We saw rates of a 948k (was 923k) 3-month high in January, 919k (was 885k) in December and 857k (was 839k) in November. Despite the February drop, the last nine sales rates are the highest since a 1,016k reading in September of 2006, with a peak of 979k last July.
Sales fell in all four regions, with little skewing toward harsh weather areas. We saw declines of -37.5% in the midwest, -16.4% in the west, -14.7% in the south, and -11.6% in the northeast.
The housing market is even stronger than sales indicate, given the dramatic inventory plunge to record lows through late-2020 before a small 2021 bounce. We are also seeing counter-seasonal price firmness through the winter months that is capping sales.

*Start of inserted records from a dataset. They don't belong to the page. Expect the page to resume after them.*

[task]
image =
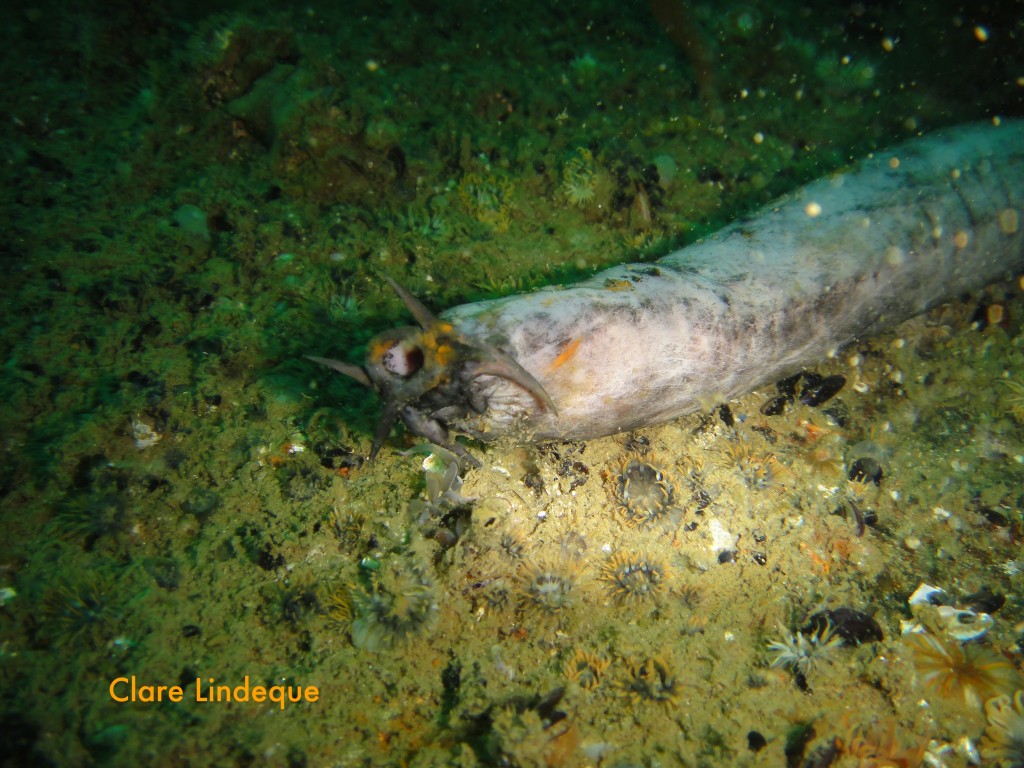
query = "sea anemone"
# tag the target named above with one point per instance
(545, 589)
(632, 578)
(951, 670)
(1004, 740)
(81, 613)
(653, 680)
(580, 178)
(644, 495)
(800, 652)
(392, 608)
(586, 669)
(878, 747)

Home inventories rose 2.6% to 312k from 304k (was 307k), versus a 3-year low of 285k in October and August, leaving a -4.6% y/y drop.
The months’ supply of homes rose to 4.8 from 3.8 (was 4.0) in January, versus a 3.5 all-time low last August and October that was also seen in 2003 and 1998.
The median price fell -1.1% to $349,400, after $11,300 in upward revisions that left a $356,600 (was $353,100) all-time high in December. We saw a 5.3% y/y February rise despite the monthly pull-back, as prices fluctuate well above the pre-September all-time high of $343,400 in November of 2017.
Rising mortgage rates, soaring construction material prices, adverse weather, and the Texas freeze all sharply depressed the February housing data. We expect a sharp housing sector bounce in March and April as the weather distortions are reversed, though rising prices with capacity constraints, and higher rates with fiscal stimulus, will continue to restrain the boom.